Liebe Grüße von Stadtmaus + Norge_Klaus


----------



## Sailfisch (3. Oktober 2004)

*AW: Zurück aus Florida*

Skandal! Da machst du uns doch tatsächlich erstmal nur die Nase lang! Sofort losschreiben!!! Wir wollen Bilder sehen!!!  |supergri  |supergri  |supergri  |supergri  |supergri


----------



## guifri (4. Oktober 2004)

*AW: Zurück aus Florida*

hi,

schau mal hier:

wenn du ein paar tipps für mich bzw. für die familie hast, dann antorte mir doch bite im anhängenden thread.

wie sieht es eigentlich mit sturmschäden aus??

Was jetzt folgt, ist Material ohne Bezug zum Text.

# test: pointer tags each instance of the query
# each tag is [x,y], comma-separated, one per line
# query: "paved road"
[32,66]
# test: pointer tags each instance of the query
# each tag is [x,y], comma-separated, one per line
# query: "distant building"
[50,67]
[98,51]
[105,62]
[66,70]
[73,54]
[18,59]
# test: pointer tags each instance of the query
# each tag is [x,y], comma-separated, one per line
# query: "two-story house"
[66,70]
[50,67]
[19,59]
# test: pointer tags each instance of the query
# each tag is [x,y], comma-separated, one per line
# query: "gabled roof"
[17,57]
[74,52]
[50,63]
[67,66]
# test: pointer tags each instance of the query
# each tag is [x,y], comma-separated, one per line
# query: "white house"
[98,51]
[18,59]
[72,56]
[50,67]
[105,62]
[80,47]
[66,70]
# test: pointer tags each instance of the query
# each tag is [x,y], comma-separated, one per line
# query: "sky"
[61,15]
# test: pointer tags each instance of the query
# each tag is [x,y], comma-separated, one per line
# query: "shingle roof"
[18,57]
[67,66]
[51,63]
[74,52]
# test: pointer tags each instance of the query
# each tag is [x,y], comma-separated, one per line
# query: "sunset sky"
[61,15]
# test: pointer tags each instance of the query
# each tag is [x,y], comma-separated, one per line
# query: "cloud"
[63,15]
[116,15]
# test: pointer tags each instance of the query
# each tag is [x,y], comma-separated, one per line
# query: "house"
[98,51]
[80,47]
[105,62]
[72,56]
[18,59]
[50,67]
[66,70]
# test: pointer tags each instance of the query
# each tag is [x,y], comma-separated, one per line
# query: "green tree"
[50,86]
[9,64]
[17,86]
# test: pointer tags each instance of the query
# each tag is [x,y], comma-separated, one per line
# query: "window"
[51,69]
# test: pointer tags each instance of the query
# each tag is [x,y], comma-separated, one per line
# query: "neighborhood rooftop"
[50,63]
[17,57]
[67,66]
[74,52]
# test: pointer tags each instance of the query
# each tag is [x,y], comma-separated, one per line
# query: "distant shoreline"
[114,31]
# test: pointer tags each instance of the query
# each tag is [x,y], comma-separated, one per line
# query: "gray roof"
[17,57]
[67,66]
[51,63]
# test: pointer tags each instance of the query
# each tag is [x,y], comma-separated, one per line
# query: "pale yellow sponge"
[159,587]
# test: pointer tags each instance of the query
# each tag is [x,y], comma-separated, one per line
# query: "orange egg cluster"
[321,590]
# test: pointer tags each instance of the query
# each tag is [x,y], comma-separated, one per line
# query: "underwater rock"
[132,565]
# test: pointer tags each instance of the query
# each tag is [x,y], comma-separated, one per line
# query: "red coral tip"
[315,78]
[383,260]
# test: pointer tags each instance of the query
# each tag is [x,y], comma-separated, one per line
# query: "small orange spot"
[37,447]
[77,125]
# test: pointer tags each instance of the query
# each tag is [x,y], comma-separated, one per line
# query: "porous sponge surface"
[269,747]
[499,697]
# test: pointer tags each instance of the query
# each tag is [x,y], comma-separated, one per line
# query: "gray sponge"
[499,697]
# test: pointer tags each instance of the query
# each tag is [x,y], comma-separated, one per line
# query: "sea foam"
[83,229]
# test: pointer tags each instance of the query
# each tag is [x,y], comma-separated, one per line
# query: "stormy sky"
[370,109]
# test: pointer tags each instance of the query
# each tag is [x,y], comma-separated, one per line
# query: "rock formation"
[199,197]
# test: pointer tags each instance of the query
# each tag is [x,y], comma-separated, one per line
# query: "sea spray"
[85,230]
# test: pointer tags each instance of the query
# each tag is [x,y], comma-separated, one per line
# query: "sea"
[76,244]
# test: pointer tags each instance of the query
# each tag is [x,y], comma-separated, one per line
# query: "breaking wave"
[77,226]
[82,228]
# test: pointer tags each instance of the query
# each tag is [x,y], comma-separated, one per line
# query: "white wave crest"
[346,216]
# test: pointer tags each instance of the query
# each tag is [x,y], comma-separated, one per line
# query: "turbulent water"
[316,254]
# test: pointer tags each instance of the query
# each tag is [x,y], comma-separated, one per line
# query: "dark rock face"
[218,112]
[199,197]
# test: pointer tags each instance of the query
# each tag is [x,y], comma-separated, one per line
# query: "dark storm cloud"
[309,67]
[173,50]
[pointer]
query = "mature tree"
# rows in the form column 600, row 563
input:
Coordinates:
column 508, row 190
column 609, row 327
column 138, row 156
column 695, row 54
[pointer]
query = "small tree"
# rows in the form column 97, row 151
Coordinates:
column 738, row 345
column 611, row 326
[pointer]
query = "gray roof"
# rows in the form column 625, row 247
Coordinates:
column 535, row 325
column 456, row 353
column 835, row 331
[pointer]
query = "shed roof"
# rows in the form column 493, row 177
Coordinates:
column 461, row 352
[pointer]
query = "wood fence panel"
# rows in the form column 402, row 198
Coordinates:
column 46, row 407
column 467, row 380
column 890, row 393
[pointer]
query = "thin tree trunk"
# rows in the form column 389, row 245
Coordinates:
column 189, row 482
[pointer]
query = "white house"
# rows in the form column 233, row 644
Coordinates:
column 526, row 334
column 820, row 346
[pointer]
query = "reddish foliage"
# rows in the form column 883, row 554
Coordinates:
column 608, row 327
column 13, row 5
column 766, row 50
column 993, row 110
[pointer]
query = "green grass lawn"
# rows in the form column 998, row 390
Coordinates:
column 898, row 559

http://anglerboard.doks-pages.de/board/showthread.php?t=36011


----------



## Seeteufelfreund (4. Oktober 2004)

*AW: Zurück aus Florida*

Laß dir ruhig Zeit,ich nehme sie mir auch.
 Bin aber natürlich auch gespannt wie es dort drüben war.....

 Petri Seeteufelfreund


----------



## Nick_A (4. Oktober 2004)

*AW: Zurück aus Florida*

Hi Klaus #h

uiuiui...zuerst einen "HEIß" machen und dann kalt hängen lassen...das ist nicht fair :c :c :c

Auf, auf...schnell den Bericht reinstellen und tolle Bilderchen!  :q

Grüßle #h
Robert


----------



## Jirko (4. Oktober 2004)

*AW: Zurück aus Florida*

hallo ihr beiden #h

nen herzliches welcome back in D... schön, daß ihr wieder unter uns weilt #6 klingt schonmal nach´n aufregenden tagestrip... freu mich auf mehr #h


----------